Une opposition tchadienne sous pression après des décisions judiciaires controversées
Le paysage politique Tchad traverse une phase critique. La dissolution du GCAP par la Cour suprême et la condamnation de ses huit principaux dirigeants à huit ans de prison ferme ont profondément fragilisé l’opposition organisée. Selon le politologue Abouna Alhadj, cette situation reflète une crise plus large : celle de la capacité des forces politiques à se reconstruire et à s’unir face à un régime qui impose ses priorités sans compromis.

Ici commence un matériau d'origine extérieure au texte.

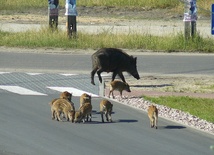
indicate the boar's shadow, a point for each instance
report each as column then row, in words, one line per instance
column 172, row 127
column 126, row 121
column 152, row 86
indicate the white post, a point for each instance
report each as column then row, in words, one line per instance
column 190, row 17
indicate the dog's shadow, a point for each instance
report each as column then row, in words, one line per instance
column 172, row 127
column 125, row 121
column 152, row 86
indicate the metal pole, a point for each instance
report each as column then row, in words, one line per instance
column 190, row 17
column 53, row 13
column 71, row 14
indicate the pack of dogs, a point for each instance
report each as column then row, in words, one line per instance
column 63, row 107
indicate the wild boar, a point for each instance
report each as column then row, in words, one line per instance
column 153, row 116
column 106, row 108
column 85, row 98
column 62, row 106
column 66, row 95
column 113, row 60
column 118, row 85
column 84, row 112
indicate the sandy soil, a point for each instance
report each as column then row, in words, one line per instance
column 148, row 85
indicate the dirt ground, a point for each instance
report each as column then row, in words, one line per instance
column 148, row 85
column 95, row 15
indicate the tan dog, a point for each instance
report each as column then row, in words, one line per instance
column 84, row 112
column 106, row 108
column 118, row 85
column 85, row 98
column 63, row 106
column 153, row 116
column 66, row 95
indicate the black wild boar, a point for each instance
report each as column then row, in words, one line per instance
column 113, row 60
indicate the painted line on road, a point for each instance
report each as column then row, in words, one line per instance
column 20, row 90
column 74, row 91
column 34, row 73
column 4, row 72
column 68, row 74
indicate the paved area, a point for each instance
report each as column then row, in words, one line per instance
column 153, row 27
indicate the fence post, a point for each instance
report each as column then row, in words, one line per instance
column 102, row 88
column 190, row 17
column 71, row 14
column 53, row 13
column 212, row 19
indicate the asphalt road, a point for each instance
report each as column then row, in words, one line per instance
column 27, row 129
column 147, row 63
column 26, row 125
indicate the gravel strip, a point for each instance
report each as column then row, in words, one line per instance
column 169, row 113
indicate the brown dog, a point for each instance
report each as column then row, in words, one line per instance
column 85, row 98
column 118, row 85
column 66, row 95
column 84, row 112
column 106, row 108
column 153, row 116
column 62, row 106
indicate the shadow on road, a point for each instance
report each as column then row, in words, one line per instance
column 126, row 121
column 152, row 86
column 172, row 127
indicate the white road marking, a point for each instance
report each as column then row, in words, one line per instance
column 4, row 72
column 33, row 73
column 20, row 90
column 68, row 74
column 74, row 91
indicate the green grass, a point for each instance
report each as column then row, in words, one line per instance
column 175, row 5
column 47, row 38
column 202, row 108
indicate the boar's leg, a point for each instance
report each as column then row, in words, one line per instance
column 121, row 93
column 106, row 114
column 102, row 116
column 121, row 76
column 111, row 92
column 99, row 71
column 92, row 75
column 58, row 116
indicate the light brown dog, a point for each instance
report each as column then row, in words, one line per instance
column 66, row 95
column 85, row 98
column 62, row 106
column 84, row 112
column 106, row 108
column 118, row 85
column 153, row 116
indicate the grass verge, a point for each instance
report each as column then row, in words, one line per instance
column 58, row 39
column 200, row 107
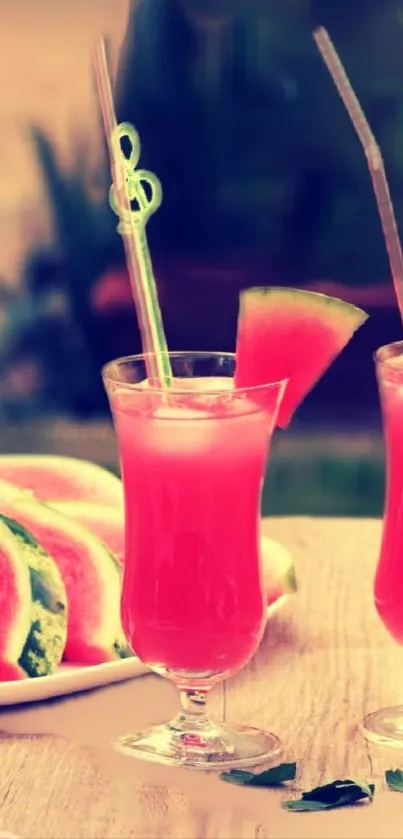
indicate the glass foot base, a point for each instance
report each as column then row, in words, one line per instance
column 217, row 747
column 385, row 727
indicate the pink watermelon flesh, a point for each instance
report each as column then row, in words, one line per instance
column 10, row 672
column 290, row 334
column 52, row 478
column 108, row 523
column 84, row 586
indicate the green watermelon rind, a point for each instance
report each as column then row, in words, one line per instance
column 314, row 300
column 276, row 304
column 109, row 632
column 16, row 633
column 45, row 641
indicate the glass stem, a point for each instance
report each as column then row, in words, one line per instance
column 193, row 710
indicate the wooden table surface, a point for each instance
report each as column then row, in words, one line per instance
column 324, row 662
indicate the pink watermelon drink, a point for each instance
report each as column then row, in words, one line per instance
column 389, row 575
column 193, row 605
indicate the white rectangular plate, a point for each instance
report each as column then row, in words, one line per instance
column 70, row 679
column 74, row 678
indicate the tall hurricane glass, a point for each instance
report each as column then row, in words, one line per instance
column 193, row 460
column 385, row 727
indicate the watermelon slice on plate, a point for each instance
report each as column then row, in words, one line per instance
column 286, row 333
column 91, row 577
column 51, row 478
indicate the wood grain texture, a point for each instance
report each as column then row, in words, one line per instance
column 325, row 661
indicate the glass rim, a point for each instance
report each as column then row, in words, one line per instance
column 385, row 353
column 177, row 391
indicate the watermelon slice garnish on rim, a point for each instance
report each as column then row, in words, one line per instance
column 286, row 333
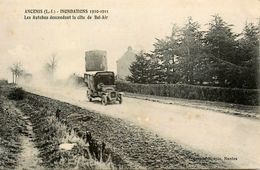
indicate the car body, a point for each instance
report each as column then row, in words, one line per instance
column 101, row 84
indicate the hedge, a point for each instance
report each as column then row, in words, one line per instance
column 230, row 95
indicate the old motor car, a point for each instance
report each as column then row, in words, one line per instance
column 101, row 84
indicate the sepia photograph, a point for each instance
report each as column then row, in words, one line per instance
column 129, row 84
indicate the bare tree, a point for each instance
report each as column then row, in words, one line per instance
column 17, row 71
column 51, row 66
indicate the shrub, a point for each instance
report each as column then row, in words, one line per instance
column 231, row 95
column 16, row 94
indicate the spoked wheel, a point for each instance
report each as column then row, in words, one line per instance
column 120, row 99
column 89, row 97
column 104, row 100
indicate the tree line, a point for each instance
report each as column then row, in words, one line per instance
column 215, row 57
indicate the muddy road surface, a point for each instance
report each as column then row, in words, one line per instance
column 57, row 137
column 230, row 138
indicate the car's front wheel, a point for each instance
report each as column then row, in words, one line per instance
column 120, row 99
column 104, row 100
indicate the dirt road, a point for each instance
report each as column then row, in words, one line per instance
column 228, row 137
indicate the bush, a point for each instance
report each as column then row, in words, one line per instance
column 17, row 94
column 231, row 95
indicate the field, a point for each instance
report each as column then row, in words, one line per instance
column 61, row 135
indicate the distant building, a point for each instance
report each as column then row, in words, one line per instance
column 124, row 63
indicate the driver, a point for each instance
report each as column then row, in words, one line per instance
column 100, row 85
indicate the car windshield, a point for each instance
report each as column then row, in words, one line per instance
column 105, row 79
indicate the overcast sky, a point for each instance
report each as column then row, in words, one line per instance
column 133, row 23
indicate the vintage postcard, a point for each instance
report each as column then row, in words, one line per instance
column 129, row 84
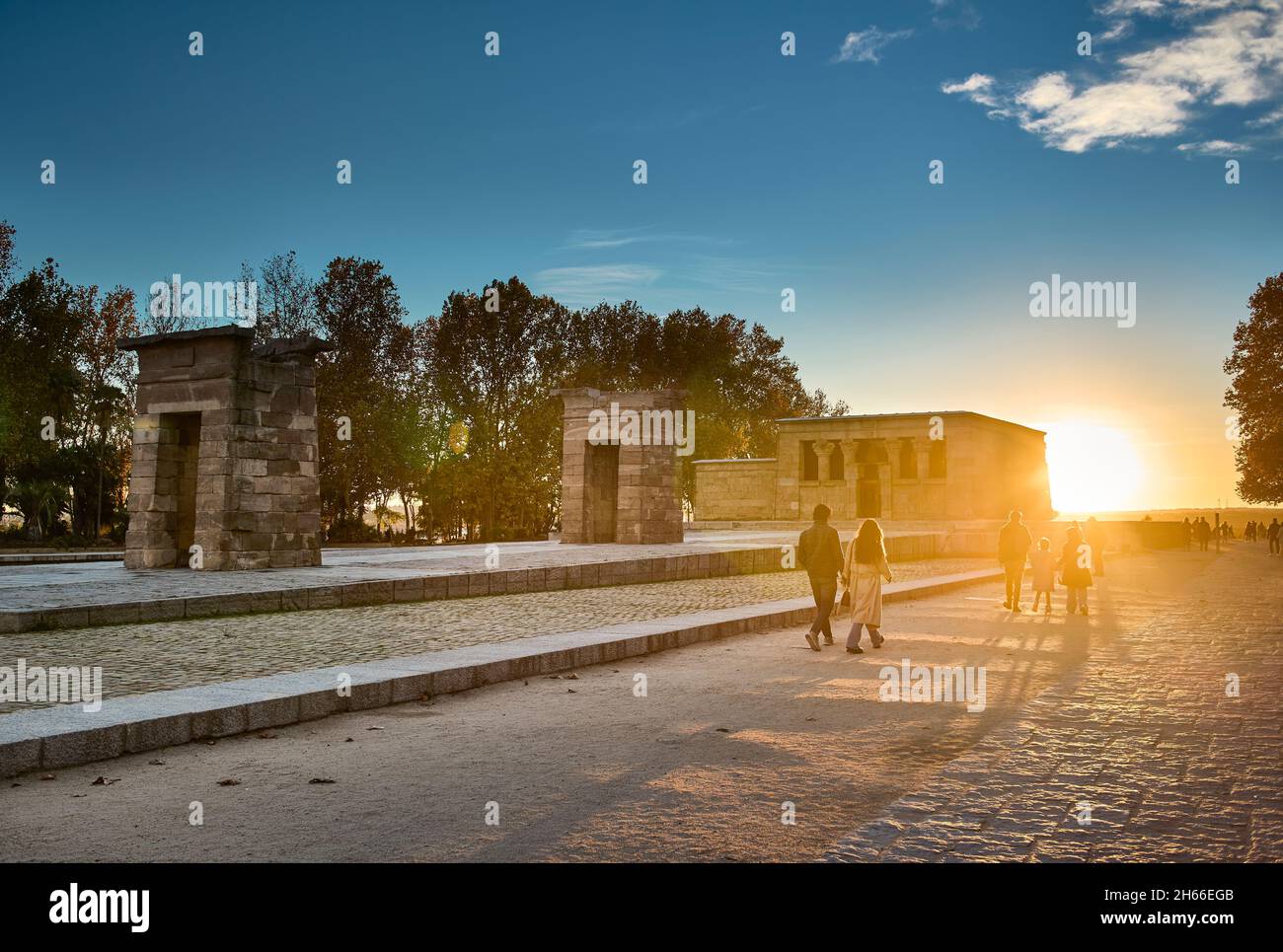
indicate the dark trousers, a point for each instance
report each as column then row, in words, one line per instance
column 824, row 590
column 1015, row 577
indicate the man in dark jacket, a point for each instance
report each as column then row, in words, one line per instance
column 1014, row 543
column 820, row 553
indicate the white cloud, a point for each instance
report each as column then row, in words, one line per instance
column 619, row 238
column 974, row 88
column 954, row 13
column 594, row 282
column 864, row 46
column 1235, row 58
column 1271, row 118
column 1215, row 146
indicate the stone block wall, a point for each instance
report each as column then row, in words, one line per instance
column 225, row 452
column 637, row 490
column 991, row 468
column 735, row 489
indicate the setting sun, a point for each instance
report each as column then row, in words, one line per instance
column 1092, row 469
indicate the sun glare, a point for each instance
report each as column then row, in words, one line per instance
column 1092, row 469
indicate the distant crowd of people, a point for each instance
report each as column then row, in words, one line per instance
column 1081, row 557
column 1253, row 532
column 861, row 568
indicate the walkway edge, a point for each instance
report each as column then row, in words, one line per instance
column 67, row 735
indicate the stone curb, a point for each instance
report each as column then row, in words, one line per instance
column 50, row 558
column 428, row 588
column 62, row 737
column 422, row 588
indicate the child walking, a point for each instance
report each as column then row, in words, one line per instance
column 1076, row 571
column 1044, row 572
column 863, row 572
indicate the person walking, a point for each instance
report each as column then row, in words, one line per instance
column 1043, row 563
column 1074, row 571
column 1014, row 542
column 820, row 553
column 1094, row 537
column 863, row 572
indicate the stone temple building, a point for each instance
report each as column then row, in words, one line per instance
column 620, row 482
column 225, row 452
column 892, row 466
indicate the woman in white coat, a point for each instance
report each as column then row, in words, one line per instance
column 863, row 571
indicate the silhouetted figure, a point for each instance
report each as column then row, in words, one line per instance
column 1094, row 537
column 1014, row 542
column 1043, row 563
column 820, row 553
column 1074, row 571
column 861, row 575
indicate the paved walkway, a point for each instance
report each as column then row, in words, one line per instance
column 729, row 734
column 154, row 656
column 1140, row 755
column 71, row 585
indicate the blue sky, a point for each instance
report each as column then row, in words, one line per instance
column 764, row 172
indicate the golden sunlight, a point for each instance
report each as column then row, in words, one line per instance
column 1092, row 469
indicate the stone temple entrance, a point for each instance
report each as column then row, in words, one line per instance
column 620, row 482
column 225, row 452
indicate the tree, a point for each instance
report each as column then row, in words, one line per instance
column 492, row 370
column 360, row 383
column 738, row 379
column 1256, row 394
column 286, row 298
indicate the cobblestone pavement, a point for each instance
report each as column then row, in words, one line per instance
column 730, row 735
column 89, row 583
column 137, row 658
column 1142, row 741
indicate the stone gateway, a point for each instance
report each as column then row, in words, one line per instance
column 225, row 452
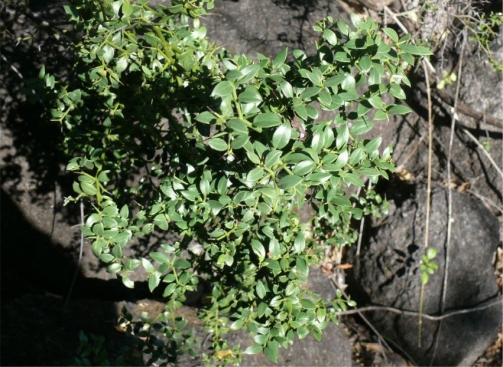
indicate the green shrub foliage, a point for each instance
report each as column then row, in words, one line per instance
column 168, row 132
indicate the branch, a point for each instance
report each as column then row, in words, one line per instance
column 465, row 110
column 412, row 313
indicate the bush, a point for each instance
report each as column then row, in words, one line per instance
column 167, row 132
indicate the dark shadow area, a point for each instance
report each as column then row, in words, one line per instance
column 32, row 37
column 32, row 263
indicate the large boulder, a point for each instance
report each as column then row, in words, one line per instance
column 388, row 274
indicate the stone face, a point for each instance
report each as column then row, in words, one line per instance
column 388, row 274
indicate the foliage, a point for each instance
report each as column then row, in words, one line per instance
column 169, row 133
column 484, row 31
column 91, row 352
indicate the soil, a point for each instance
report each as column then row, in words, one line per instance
column 38, row 262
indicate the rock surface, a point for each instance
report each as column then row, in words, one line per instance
column 389, row 275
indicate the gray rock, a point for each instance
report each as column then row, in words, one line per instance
column 388, row 274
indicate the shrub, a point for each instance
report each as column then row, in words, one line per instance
column 167, row 132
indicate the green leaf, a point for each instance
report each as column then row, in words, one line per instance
column 380, row 115
column 107, row 53
column 274, row 248
column 255, row 175
column 127, row 9
column 258, row 249
column 341, row 161
column 310, row 92
column 218, row 144
column 348, row 83
column 301, row 111
column 272, row 158
column 372, row 145
column 160, row 257
column 424, row 278
column 223, row 89
column 361, row 127
column 431, row 253
column 121, row 64
column 398, row 110
column 236, row 325
column 88, row 188
column 147, row 265
column 271, row 351
column 286, row 88
column 289, row 181
column 396, row 91
column 127, row 282
column 391, row 33
column 249, row 73
column 114, row 268
column 365, row 63
column 376, row 101
column 300, row 242
column 239, row 141
column 343, row 27
column 250, row 95
column 280, row 58
column 307, row 303
column 181, row 264
column 237, row 125
column 267, row 119
column 330, row 36
column 282, row 136
column 205, row 117
column 260, row 289
column 416, row 50
column 253, row 349
column 153, row 281
column 304, row 167
column 301, row 266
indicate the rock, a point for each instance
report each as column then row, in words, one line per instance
column 387, row 273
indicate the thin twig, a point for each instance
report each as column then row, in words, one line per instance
column 486, row 200
column 80, row 255
column 428, row 193
column 449, row 201
column 412, row 313
column 405, row 30
column 484, row 151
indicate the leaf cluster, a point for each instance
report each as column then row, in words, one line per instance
column 169, row 133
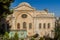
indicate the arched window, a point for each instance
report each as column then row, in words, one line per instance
column 39, row 25
column 44, row 25
column 48, row 25
column 24, row 24
column 18, row 26
column 30, row 25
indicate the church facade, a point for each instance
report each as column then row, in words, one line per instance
column 31, row 21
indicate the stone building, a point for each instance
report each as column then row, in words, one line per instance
column 28, row 21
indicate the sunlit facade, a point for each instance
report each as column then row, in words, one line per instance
column 32, row 21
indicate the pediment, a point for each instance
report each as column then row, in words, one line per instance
column 24, row 6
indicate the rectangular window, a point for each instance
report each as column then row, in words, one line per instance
column 30, row 25
column 44, row 25
column 39, row 25
column 48, row 25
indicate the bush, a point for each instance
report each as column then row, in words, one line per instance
column 32, row 39
column 16, row 36
column 22, row 39
column 41, row 38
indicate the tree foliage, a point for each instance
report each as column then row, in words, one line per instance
column 6, row 36
column 16, row 36
column 4, row 12
column 57, row 30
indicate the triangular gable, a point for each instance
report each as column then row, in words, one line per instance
column 24, row 6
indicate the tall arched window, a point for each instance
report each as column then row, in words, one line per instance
column 30, row 25
column 39, row 25
column 48, row 25
column 18, row 25
column 24, row 24
column 44, row 25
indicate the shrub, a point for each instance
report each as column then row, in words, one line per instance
column 32, row 38
column 16, row 36
column 6, row 36
column 41, row 38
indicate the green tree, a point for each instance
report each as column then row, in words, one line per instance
column 57, row 30
column 32, row 38
column 4, row 12
column 6, row 36
column 16, row 36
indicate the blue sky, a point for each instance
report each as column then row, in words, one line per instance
column 51, row 5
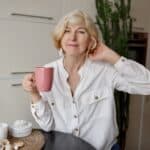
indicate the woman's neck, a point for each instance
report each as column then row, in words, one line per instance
column 73, row 64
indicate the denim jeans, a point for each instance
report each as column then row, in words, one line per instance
column 116, row 147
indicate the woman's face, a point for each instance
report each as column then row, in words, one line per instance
column 75, row 40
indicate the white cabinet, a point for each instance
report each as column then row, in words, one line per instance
column 25, row 45
column 85, row 5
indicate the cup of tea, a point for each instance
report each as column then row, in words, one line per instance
column 44, row 78
column 3, row 131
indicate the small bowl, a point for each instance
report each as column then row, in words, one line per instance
column 21, row 128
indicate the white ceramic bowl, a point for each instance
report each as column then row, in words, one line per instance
column 21, row 128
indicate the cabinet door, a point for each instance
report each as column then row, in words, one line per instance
column 85, row 5
column 25, row 45
column 48, row 8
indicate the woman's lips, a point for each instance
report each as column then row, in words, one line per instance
column 72, row 45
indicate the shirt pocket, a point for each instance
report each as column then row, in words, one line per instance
column 96, row 96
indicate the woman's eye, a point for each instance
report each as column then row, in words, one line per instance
column 66, row 31
column 82, row 32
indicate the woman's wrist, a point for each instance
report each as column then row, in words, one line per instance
column 35, row 97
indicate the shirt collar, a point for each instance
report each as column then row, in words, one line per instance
column 82, row 71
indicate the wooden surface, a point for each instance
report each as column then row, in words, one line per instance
column 35, row 141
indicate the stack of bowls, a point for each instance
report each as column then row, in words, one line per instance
column 21, row 128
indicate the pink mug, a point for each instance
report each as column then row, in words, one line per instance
column 44, row 78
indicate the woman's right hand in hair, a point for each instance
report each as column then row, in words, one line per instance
column 29, row 85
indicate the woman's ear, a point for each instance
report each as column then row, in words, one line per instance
column 92, row 44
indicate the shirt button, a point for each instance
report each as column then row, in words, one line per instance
column 76, row 129
column 96, row 97
column 123, row 59
column 52, row 104
column 75, row 116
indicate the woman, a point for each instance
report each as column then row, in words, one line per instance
column 81, row 101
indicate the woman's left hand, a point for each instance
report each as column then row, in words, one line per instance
column 104, row 53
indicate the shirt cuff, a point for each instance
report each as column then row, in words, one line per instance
column 120, row 63
column 37, row 105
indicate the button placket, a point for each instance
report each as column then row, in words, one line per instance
column 75, row 118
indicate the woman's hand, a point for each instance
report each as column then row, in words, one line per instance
column 29, row 85
column 104, row 53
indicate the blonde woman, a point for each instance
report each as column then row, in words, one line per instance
column 81, row 101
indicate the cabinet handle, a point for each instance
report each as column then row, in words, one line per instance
column 21, row 72
column 16, row 84
column 32, row 16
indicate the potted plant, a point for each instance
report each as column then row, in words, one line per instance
column 114, row 20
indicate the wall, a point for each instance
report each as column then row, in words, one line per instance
column 138, row 131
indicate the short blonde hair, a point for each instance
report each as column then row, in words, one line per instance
column 73, row 18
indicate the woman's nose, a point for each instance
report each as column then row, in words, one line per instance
column 73, row 36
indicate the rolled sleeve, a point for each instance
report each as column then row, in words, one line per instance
column 42, row 114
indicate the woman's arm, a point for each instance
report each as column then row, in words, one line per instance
column 126, row 75
column 39, row 105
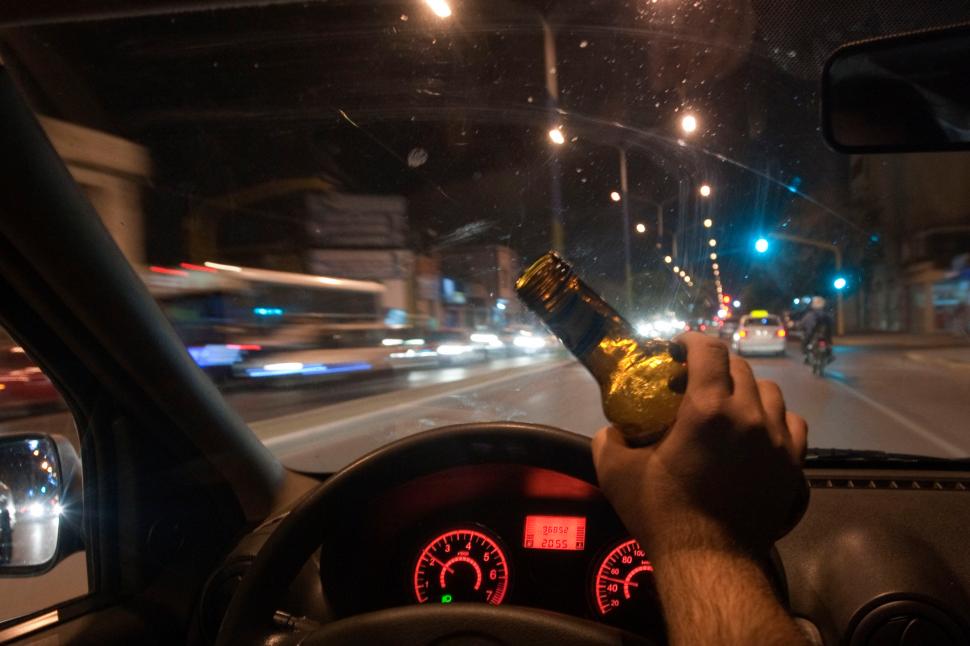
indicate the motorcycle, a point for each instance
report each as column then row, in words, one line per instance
column 819, row 356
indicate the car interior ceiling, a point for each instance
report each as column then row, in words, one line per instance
column 195, row 497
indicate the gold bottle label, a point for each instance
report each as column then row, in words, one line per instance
column 635, row 377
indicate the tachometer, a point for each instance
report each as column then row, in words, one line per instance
column 623, row 576
column 461, row 565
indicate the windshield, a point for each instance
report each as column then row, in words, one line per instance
column 764, row 321
column 331, row 202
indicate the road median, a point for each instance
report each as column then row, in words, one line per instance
column 281, row 433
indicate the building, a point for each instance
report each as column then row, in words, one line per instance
column 478, row 286
column 921, row 207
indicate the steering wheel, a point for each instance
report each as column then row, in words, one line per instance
column 249, row 617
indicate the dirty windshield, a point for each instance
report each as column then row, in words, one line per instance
column 331, row 201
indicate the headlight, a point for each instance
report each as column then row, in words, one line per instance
column 451, row 349
column 529, row 342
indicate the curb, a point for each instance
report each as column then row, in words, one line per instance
column 921, row 357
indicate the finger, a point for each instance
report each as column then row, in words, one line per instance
column 773, row 403
column 798, row 429
column 745, row 394
column 708, row 365
column 611, row 455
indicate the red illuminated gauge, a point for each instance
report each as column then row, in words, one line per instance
column 623, row 577
column 461, row 565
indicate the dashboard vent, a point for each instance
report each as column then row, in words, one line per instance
column 936, row 484
column 908, row 623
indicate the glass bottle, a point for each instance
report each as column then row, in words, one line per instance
column 641, row 383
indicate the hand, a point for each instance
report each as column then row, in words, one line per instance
column 727, row 475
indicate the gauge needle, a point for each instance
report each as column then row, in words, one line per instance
column 443, row 565
column 621, row 582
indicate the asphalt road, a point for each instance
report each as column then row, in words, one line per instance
column 873, row 397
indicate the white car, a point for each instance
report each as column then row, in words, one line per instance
column 760, row 333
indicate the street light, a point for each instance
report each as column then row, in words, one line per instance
column 688, row 123
column 439, row 7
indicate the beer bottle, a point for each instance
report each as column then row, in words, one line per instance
column 641, row 383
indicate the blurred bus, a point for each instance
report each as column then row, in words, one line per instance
column 224, row 312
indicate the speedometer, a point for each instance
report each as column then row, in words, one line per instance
column 461, row 565
column 623, row 577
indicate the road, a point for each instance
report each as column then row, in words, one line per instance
column 873, row 397
column 876, row 396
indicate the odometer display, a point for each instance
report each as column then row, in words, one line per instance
column 461, row 565
column 622, row 577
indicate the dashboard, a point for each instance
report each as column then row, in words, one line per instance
column 499, row 534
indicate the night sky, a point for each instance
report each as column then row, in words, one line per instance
column 384, row 97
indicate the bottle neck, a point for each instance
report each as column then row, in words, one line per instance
column 574, row 312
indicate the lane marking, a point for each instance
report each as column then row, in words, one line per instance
column 952, row 449
column 319, row 429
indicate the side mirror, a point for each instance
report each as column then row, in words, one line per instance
column 40, row 483
column 906, row 93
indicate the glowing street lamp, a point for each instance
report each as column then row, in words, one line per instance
column 688, row 123
column 439, row 7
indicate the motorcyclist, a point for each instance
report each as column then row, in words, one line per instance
column 816, row 325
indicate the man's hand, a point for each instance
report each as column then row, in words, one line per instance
column 707, row 502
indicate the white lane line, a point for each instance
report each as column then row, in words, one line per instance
column 303, row 434
column 952, row 449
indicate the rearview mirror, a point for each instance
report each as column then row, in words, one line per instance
column 37, row 479
column 899, row 94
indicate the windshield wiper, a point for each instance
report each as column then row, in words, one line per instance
column 867, row 457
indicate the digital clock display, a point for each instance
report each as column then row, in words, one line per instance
column 555, row 533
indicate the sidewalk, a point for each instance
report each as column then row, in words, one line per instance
column 901, row 340
column 956, row 357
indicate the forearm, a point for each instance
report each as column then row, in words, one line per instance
column 721, row 597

Un affaiblissement visible de l’opposition
« L’impact est immédiat et brutal », déclare sans détour le politologue. Les arrestations des cadres du GCAP, suivies de la dissolution du mouvement, ont poussé les leaders à renoncer à toute initiative de protestation. Cette réaction soulève des questions : s’agit-il d’une faiblesse structurelle ou d’une stratégie délibérée ? « Le GCAP a-t-il cherché à dévoiler la véritable nature du système en place ? », s’interroge Abouna Alhadj.
Une stratégie politique risquée ou une révélation nécessaire ?
Après une longue période d’inactivité, le retour du GCAP sur le devant de la scène, marqué par une tentative de manifestation rapidement étouffée, pourrait avoir été une manœuvre pour exposer les méthodes du régime. « Si c’était une tactique, son efficacité reste à démontrer », analyse le politologue, soulignant les risques d’une telle approche.
Une opposition fragmentée et un pouvoir dominant
Au-delà de l’affaiblissement du GCAP, le politologue met en lumière une division profonde au sein de l’opposition. « Les partis peinent à s’accorder sur les enjeux fondamentaux », observe-t-il. L’arrestation des leaders du GCAP n’a suscité qu’un soutien timide de la part des autres formations politiques, révélant un manque de cohésion.
Pour Abouna Alhadj, le pouvoir a réussi à imposer son agenda autour de thèmes comme la sécurité, la cohésion nationale et l’unité. « Quiconque s’écarte de cette ligne est marginalisé. Et cela semble faire consensus », explique-t-il. Certaines factions de l’opposition, en adoptant ce discours, se sont éloignées des courants plus radicaux.
Quelles perspectives pour l’opposition tchadienne ?
Interrogé sur les acteurs capables de relancer la dynamique politique, le politologue reste mesuré. Il mentionne le Parti réformiste et d’autres formations qui tentent de maintenir une présence, mais insiste sur le fait que la solution dépasse les personnalités individuelles.
« Ces groupes ne pourront s’imposer durablement que s’ils parviennent à se réorganiser », affirme-t-il. Une nouvelle génération de leaders apparaît inévitable pour redonner un souffle à l’opposition. « Comme le soulignait Michel de Certeau, quand toutes les portes se ferment, une fenêtre finit toujours par s’ouvrir », rappelle-t-il.
Un appel à la diaspora et à la communauté internationale
Enfin, le politologue exhorte la diaspora tchadienne, qu’il qualifie d’actrice dynamique, à amplifier son plaidoyer auprès des institutions internationales. Il interpelle également les partenaires du Tchad. « L’ONU, l’Union africaine et les acteurs internationaux doivent examiner de près la situation tchadienne », déclare-t-il fermement. « Au XXIe siècle, on ne peut accepter des arrestations et des condamnations sans garantie d’un procès équitable ».